Saddleback student nurses give children tender care

THIS WON’T HURT A BIT (David Quesada)

Kelley Marble

This month is “Community Helper Month” at Saddleback College’s Child Development center where children will be visited by a variety of professionals who teach the preschool students lessons using a variety of methods-such as teddy bears to teach basic health care.

Throughout the month, nurses, camp rangers, dentists, and firefighters will visit the children in the center. The visitors are seen as community role models for the young students, who are the children of faculty, students and community residents.

“We have to met a certain curriculum” saidWes Thomas, Sr. Child Development Specialist at the center. “Part of our curriculum requires us to bring in people of different career fields and it offers us the opportunity to expose the children to people outside their normal day-to-day life and learn about the tools of their trade.”

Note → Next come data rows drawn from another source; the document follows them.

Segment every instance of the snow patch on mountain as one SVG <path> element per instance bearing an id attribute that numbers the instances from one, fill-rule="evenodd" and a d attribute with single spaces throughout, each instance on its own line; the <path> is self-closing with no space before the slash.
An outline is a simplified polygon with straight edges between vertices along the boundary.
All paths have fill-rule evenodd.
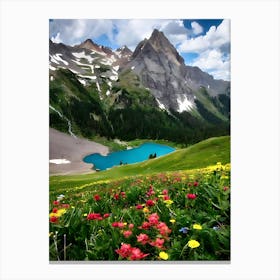
<path id="1" fill-rule="evenodd" d="M 179 113 L 182 113 L 183 111 L 189 111 L 194 107 L 194 104 L 190 100 L 188 100 L 187 97 L 185 97 L 183 101 L 180 100 L 180 98 L 177 98 L 177 103 L 179 106 Z"/>
<path id="2" fill-rule="evenodd" d="M 91 57 L 90 55 L 86 55 L 85 52 L 79 52 L 79 53 L 76 53 L 76 52 L 73 52 L 72 53 L 75 57 L 77 58 L 85 58 L 89 63 L 92 63 L 96 58 L 93 58 Z"/>

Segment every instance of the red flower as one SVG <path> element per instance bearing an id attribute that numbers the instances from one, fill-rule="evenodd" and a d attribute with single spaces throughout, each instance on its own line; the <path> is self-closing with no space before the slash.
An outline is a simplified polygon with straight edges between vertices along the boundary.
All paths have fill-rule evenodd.
<path id="1" fill-rule="evenodd" d="M 119 198 L 120 198 L 120 196 L 116 193 L 116 194 L 114 195 L 114 199 L 115 199 L 115 200 L 119 200 Z"/>
<path id="2" fill-rule="evenodd" d="M 168 195 L 165 195 L 164 197 L 163 197 L 163 200 L 169 200 L 170 199 L 170 197 L 168 196 Z"/>
<path id="3" fill-rule="evenodd" d="M 150 228 L 150 223 L 148 222 L 143 222 L 142 226 L 139 227 L 140 229 L 149 229 Z"/>
<path id="4" fill-rule="evenodd" d="M 113 222 L 112 227 L 119 227 L 119 223 L 118 222 Z"/>
<path id="5" fill-rule="evenodd" d="M 131 249 L 130 259 L 131 260 L 140 260 L 140 259 L 145 258 L 148 255 L 149 254 L 144 254 L 143 252 L 141 252 L 141 250 L 139 248 L 134 247 Z"/>
<path id="6" fill-rule="evenodd" d="M 122 195 L 122 197 L 123 197 L 123 198 L 125 198 L 125 197 L 126 197 L 125 192 L 121 192 L 121 195 Z"/>
<path id="7" fill-rule="evenodd" d="M 195 182 L 193 183 L 193 186 L 194 186 L 194 187 L 197 187 L 197 186 L 198 186 L 198 182 L 195 181 Z"/>
<path id="8" fill-rule="evenodd" d="M 142 245 L 145 245 L 146 243 L 149 242 L 149 236 L 145 233 L 140 233 L 137 236 L 137 242 L 141 243 Z"/>
<path id="9" fill-rule="evenodd" d="M 120 249 L 117 249 L 116 252 L 123 258 L 127 258 L 131 254 L 131 245 L 123 243 Z"/>
<path id="10" fill-rule="evenodd" d="M 157 238 L 156 241 L 152 241 L 149 244 L 159 249 L 163 248 L 164 239 Z"/>
<path id="11" fill-rule="evenodd" d="M 55 216 L 50 217 L 50 222 L 51 223 L 57 223 L 58 222 L 58 218 Z"/>
<path id="12" fill-rule="evenodd" d="M 154 206 L 155 203 L 154 203 L 153 200 L 149 199 L 149 200 L 146 201 L 146 205 L 147 205 L 147 206 Z"/>
<path id="13" fill-rule="evenodd" d="M 168 226 L 166 225 L 166 223 L 164 223 L 164 222 L 160 222 L 157 225 L 157 229 L 159 230 L 159 233 L 162 236 L 167 236 L 171 232 L 171 229 L 169 229 Z"/>
<path id="14" fill-rule="evenodd" d="M 87 215 L 87 219 L 88 220 L 102 220 L 102 217 L 101 217 L 101 215 L 99 214 L 99 213 L 89 213 L 88 215 Z"/>
<path id="15" fill-rule="evenodd" d="M 188 194 L 187 194 L 187 198 L 188 198 L 188 199 L 196 199 L 196 194 L 194 194 L 194 193 L 188 193 Z"/>
<path id="16" fill-rule="evenodd" d="M 53 208 L 52 212 L 57 213 L 57 210 L 58 210 L 57 208 Z"/>
<path id="17" fill-rule="evenodd" d="M 224 191 L 227 191 L 227 190 L 228 190 L 228 187 L 224 187 L 223 190 L 224 190 Z"/>
<path id="18" fill-rule="evenodd" d="M 126 230 L 126 231 L 123 232 L 123 235 L 124 235 L 125 238 L 128 238 L 131 234 L 132 234 L 131 230 Z"/>
<path id="19" fill-rule="evenodd" d="M 148 217 L 150 225 L 157 225 L 159 221 L 159 216 L 157 213 L 153 213 Z"/>
<path id="20" fill-rule="evenodd" d="M 134 224 L 129 224 L 128 228 L 129 229 L 133 229 L 134 228 Z"/>
<path id="21" fill-rule="evenodd" d="M 166 190 L 166 189 L 163 190 L 163 191 L 162 191 L 162 194 L 163 194 L 163 195 L 168 195 L 168 190 Z"/>
<path id="22" fill-rule="evenodd" d="M 54 202 L 53 202 L 53 205 L 59 205 L 59 200 L 55 200 Z"/>
<path id="23" fill-rule="evenodd" d="M 138 209 L 138 210 L 143 208 L 143 206 L 142 206 L 141 204 L 137 204 L 135 207 L 136 207 L 136 209 Z"/>
<path id="24" fill-rule="evenodd" d="M 93 198 L 95 201 L 99 201 L 101 199 L 100 195 L 98 195 L 98 194 L 94 195 Z"/>
<path id="25" fill-rule="evenodd" d="M 69 207 L 70 207 L 70 204 L 62 204 L 61 207 L 62 207 L 62 208 L 69 208 Z"/>

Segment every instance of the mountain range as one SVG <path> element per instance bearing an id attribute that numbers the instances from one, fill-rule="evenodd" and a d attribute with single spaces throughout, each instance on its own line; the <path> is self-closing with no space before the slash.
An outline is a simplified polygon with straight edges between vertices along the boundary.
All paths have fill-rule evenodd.
<path id="1" fill-rule="evenodd" d="M 193 143 L 229 134 L 230 82 L 184 59 L 155 29 L 132 52 L 49 40 L 50 126 L 71 135 Z"/>

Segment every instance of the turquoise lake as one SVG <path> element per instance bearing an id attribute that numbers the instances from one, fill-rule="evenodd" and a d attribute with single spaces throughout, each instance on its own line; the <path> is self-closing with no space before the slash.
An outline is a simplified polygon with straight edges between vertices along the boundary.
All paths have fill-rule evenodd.
<path id="1" fill-rule="evenodd" d="M 166 145 L 144 143 L 137 148 L 109 153 L 106 156 L 102 156 L 98 153 L 91 154 L 84 157 L 83 161 L 86 163 L 92 163 L 94 165 L 94 169 L 106 170 L 107 168 L 111 168 L 113 166 L 148 160 L 151 154 L 156 154 L 156 157 L 160 157 L 173 151 L 175 151 L 174 148 Z"/>

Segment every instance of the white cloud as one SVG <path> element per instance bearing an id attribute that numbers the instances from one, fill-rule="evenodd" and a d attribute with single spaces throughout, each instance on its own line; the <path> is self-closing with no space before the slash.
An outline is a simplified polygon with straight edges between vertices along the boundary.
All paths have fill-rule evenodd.
<path id="1" fill-rule="evenodd" d="M 198 35 L 198 34 L 200 34 L 200 33 L 203 32 L 202 26 L 201 26 L 199 23 L 197 23 L 196 21 L 193 21 L 193 22 L 191 23 L 191 26 L 192 26 L 192 29 L 193 29 L 193 33 L 194 33 L 195 35 Z"/>
<path id="2" fill-rule="evenodd" d="M 200 53 L 207 49 L 222 48 L 230 42 L 230 23 L 229 20 L 223 20 L 216 28 L 211 26 L 205 35 L 187 39 L 179 45 L 181 52 Z"/>
<path id="3" fill-rule="evenodd" d="M 224 56 L 219 50 L 202 52 L 191 65 L 210 73 L 215 79 L 230 80 L 229 56 Z"/>
<path id="4" fill-rule="evenodd" d="M 50 23 L 50 36 L 56 38 L 59 33 L 61 42 L 67 45 L 81 43 L 88 38 L 99 37 L 106 34 L 113 38 L 112 20 L 56 19 Z"/>

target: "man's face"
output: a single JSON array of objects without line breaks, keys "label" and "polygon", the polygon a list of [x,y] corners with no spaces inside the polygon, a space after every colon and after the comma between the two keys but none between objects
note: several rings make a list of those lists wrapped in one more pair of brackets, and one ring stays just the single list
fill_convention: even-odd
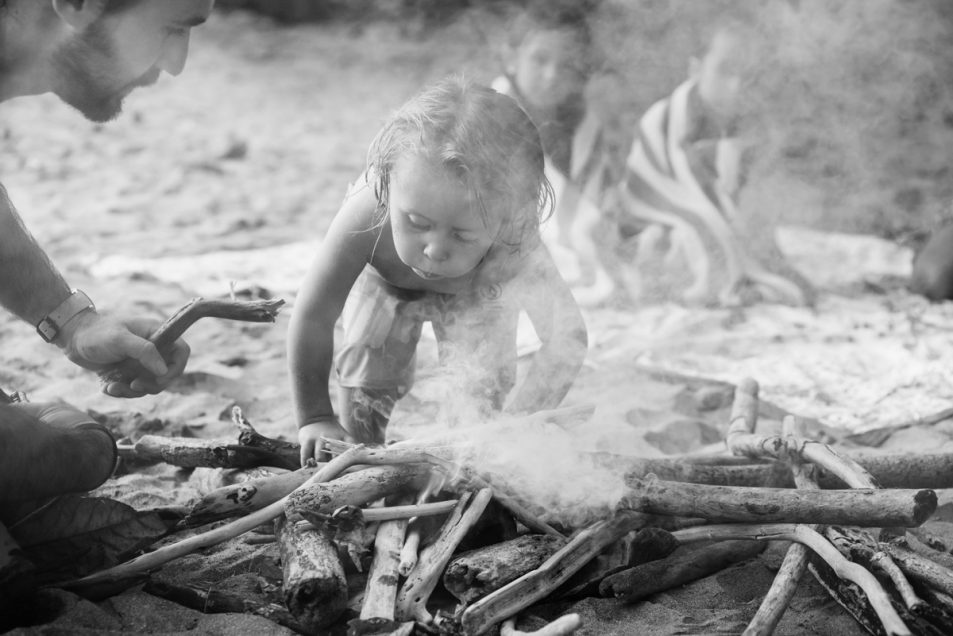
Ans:
[{"label": "man's face", "polygon": [[54,51],[53,92],[93,121],[115,118],[134,88],[182,72],[191,28],[213,2],[146,1],[100,17]]}]

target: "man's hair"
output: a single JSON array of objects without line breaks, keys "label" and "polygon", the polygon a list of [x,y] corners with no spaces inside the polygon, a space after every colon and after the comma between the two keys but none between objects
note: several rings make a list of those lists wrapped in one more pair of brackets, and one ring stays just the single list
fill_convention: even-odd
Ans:
[{"label": "man's hair", "polygon": [[[570,31],[587,57],[592,55],[593,37],[589,14],[592,0],[531,0],[517,10],[506,28],[506,44],[519,47],[528,36],[539,31]],[[588,65],[588,60],[582,60]]]},{"label": "man's hair", "polygon": [[456,176],[484,222],[502,212],[498,241],[517,247],[553,205],[539,132],[516,100],[460,76],[424,89],[400,108],[368,151],[380,219],[401,157],[421,155]]}]

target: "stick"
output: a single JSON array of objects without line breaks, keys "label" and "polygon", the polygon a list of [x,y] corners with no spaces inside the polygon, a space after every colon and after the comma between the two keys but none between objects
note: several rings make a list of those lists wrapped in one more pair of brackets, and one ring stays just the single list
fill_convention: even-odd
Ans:
[{"label": "stick", "polygon": [[242,414],[239,406],[232,407],[232,422],[238,427],[238,443],[242,446],[261,448],[285,458],[285,464],[291,470],[301,466],[301,445],[262,435]]},{"label": "stick", "polygon": [[399,620],[416,620],[424,624],[433,622],[433,617],[427,611],[430,594],[440,582],[440,575],[453,556],[453,551],[479,520],[492,496],[493,491],[483,488],[472,497],[460,498],[457,508],[440,529],[440,535],[421,552],[417,566],[407,575],[407,580],[397,593],[396,616]]},{"label": "stick", "polygon": [[[123,453],[129,457],[130,453]],[[195,437],[165,437],[143,435],[132,448],[135,459],[145,462],[165,462],[183,468],[253,468],[272,465],[294,470],[289,456],[267,448],[236,444],[228,440],[198,439]]]},{"label": "stick", "polygon": [[469,550],[453,559],[443,573],[443,586],[464,605],[495,592],[532,572],[566,544],[548,534],[524,534],[494,545]]},{"label": "stick", "polygon": [[827,444],[796,437],[755,435],[751,431],[751,403],[757,403],[758,383],[750,378],[742,380],[735,390],[740,412],[728,425],[728,448],[734,455],[754,458],[784,459],[797,455],[804,462],[813,462],[839,477],[851,488],[878,488],[879,484],[863,466],[836,453]]},{"label": "stick", "polygon": [[790,490],[630,481],[619,506],[718,522],[918,526],[936,510],[932,490]]},{"label": "stick", "polygon": [[[193,298],[183,305],[168,320],[156,329],[149,341],[160,353],[167,351],[172,344],[200,318],[224,318],[246,322],[274,322],[278,310],[285,301],[276,300],[205,300]],[[135,378],[141,366],[135,360],[126,360],[102,371],[99,376],[103,384],[117,381],[129,381]]]},{"label": "stick", "polygon": [[569,636],[574,634],[581,625],[582,618],[579,614],[566,614],[535,632],[521,632],[516,629],[516,621],[509,619],[503,621],[500,636]]},{"label": "stick", "polygon": [[923,604],[897,564],[869,535],[859,530],[839,527],[827,528],[824,535],[845,557],[867,567],[876,567],[886,574],[908,609],[916,610]]},{"label": "stick", "polygon": [[303,485],[288,495],[285,514],[321,525],[338,508],[363,506],[396,494],[426,479],[429,471],[426,464],[370,466],[333,481]]},{"label": "stick", "polygon": [[143,591],[184,605],[185,607],[204,612],[205,614],[239,613],[263,616],[270,621],[284,625],[298,633],[305,629],[291,615],[288,609],[280,603],[265,603],[245,598],[239,593],[218,590],[209,585],[195,585],[150,579],[143,586]]},{"label": "stick", "polygon": [[[805,491],[811,492],[811,491]],[[845,559],[824,537],[800,524],[766,525],[711,525],[678,530],[672,533],[682,543],[694,541],[727,539],[753,539],[758,541],[797,541],[803,543],[842,579],[856,583],[867,595],[870,604],[877,612],[887,634],[906,636],[910,630],[901,620],[890,602],[890,597],[873,574],[862,566]]]},{"label": "stick", "polygon": [[[439,482],[436,475],[433,475],[427,485],[420,489],[417,494],[417,503],[423,504],[430,498],[435,490],[439,490],[443,485],[443,480]],[[407,536],[404,538],[404,545],[400,551],[400,563],[397,571],[401,576],[407,576],[417,565],[417,557],[420,552],[420,524],[414,523],[416,519],[411,519],[407,526]]]},{"label": "stick", "polygon": [[[804,426],[796,418],[788,416],[781,422],[781,432],[785,436],[803,435]],[[809,471],[796,456],[791,458],[790,466],[798,488],[814,490],[818,487],[817,482],[808,474]],[[815,531],[819,529],[817,525],[809,527]],[[748,623],[743,636],[770,636],[774,633],[797,591],[801,577],[807,571],[810,554],[807,546],[801,543],[790,545],[771,583],[771,588],[761,600],[761,605],[758,606],[754,618]]]},{"label": "stick", "polygon": [[347,608],[347,578],[337,546],[321,530],[286,517],[278,517],[275,535],[285,605],[307,631],[323,630]]},{"label": "stick", "polygon": [[524,574],[464,610],[460,617],[461,626],[467,634],[483,634],[493,625],[515,616],[548,596],[619,537],[643,527],[645,521],[644,515],[622,510],[610,519],[589,526],[538,569]]},{"label": "stick", "polygon": [[720,572],[763,551],[763,543],[739,540],[678,552],[660,561],[643,563],[606,577],[599,585],[599,593],[624,603],[635,603],[657,592]]},{"label": "stick", "polygon": [[[325,464],[323,468],[312,475],[308,481],[300,486],[300,488],[304,488],[311,483],[322,483],[334,479],[354,463],[359,463],[358,460],[366,457],[367,453],[368,451],[364,446],[355,446],[353,449],[342,453]],[[284,513],[285,502],[290,496],[291,495],[282,497],[278,501],[265,506],[261,510],[256,510],[255,512],[242,517],[241,519],[236,519],[231,523],[219,526],[218,528],[209,530],[203,534],[197,534],[183,539],[178,543],[163,546],[153,552],[143,554],[136,557],[135,559],[132,559],[131,561],[120,563],[119,565],[106,570],[95,572],[88,576],[67,581],[65,583],[59,583],[57,584],[57,587],[81,590],[83,588],[102,583],[114,583],[130,578],[136,578],[142,573],[154,570],[155,568],[165,565],[173,559],[185,556],[186,554],[191,554],[192,552],[201,550],[202,548],[210,548],[213,545],[218,545],[223,541],[233,539],[241,534],[244,534],[245,532],[248,532],[249,530],[257,528],[263,523],[267,523],[272,519],[275,519]]]},{"label": "stick", "polygon": [[183,525],[194,528],[219,519],[260,510],[290,494],[295,488],[308,481],[322,466],[324,464],[216,488],[192,506],[183,520]]},{"label": "stick", "polygon": [[397,600],[397,566],[400,548],[407,532],[407,519],[385,521],[377,529],[374,540],[374,560],[367,573],[361,619],[383,618],[394,620],[394,602]]}]

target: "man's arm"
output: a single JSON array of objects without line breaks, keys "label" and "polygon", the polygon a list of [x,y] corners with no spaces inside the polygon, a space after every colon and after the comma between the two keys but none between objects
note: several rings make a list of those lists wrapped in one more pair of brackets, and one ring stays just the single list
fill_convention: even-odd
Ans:
[{"label": "man's arm", "polygon": [[[61,306],[72,290],[46,252],[27,231],[0,186],[0,305],[31,325]],[[177,340],[164,360],[149,335],[158,320],[120,320],[104,316],[81,304],[67,307],[62,324],[56,325],[51,342],[63,349],[75,364],[93,371],[132,358],[144,368],[131,383],[112,382],[104,387],[115,397],[140,397],[158,393],[185,369],[189,346]],[[37,336],[39,338],[39,336]]]},{"label": "man's arm", "polygon": [[0,185],[0,305],[35,325],[70,291]]}]

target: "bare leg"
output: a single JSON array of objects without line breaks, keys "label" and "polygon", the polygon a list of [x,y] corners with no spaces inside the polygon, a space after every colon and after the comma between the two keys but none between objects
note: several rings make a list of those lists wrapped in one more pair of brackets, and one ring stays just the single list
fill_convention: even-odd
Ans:
[{"label": "bare leg", "polygon": [[390,414],[399,399],[397,389],[341,387],[341,426],[358,443],[383,445]]}]

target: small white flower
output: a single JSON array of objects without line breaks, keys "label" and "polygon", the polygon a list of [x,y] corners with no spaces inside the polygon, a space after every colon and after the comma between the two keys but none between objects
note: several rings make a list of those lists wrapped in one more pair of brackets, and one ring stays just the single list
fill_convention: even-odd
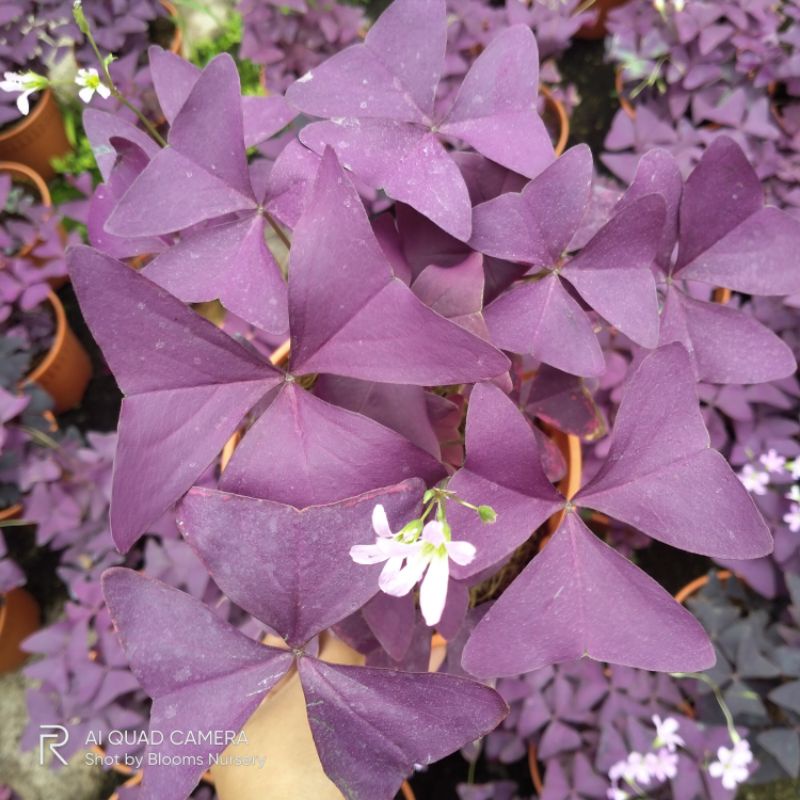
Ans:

On Feb. 8, Saddleback nursing students came to teach the children all about a simple visit to the doctor’s office.

The tools used by the nurses to simplify the learning process for the three and four-year olds were teddy bears. The hour-long clinic included demonstrations on how to bandage up the bear’s knee and even listening to a heartbeat with a stethoscope.

“A lot of children have immediate concerns and issues that they would like to know the answers to,” Thomas said. “The teddy bear offers them a fascination, and they are able to look at the bear in different way. It’s a good developmental process for the kids.”

Armed with the teddy bears, the nurses also went over with the children how to measure one’s height and weight.With all the measurements, the nurses used numbers in a way the children could easily understand.

Counting and using round numbers accomplished this. This also helped with their developing math and counting skills. “This is a good program as well for the nurses because it offers them the opportunity to get to talk about what they are learning” Thomas said. “It helps the nurses learning process as well.”

At the end of the program, the children made Valentines for their parents and walked them to the post office across the street where they stamped and mailed them. “They got to see the whole process of sending a letter off which was exciting for them,” Thomas said.

Upcoming visitors will include firefighters and park rangers. The development center is also working on having the campus police visit the children.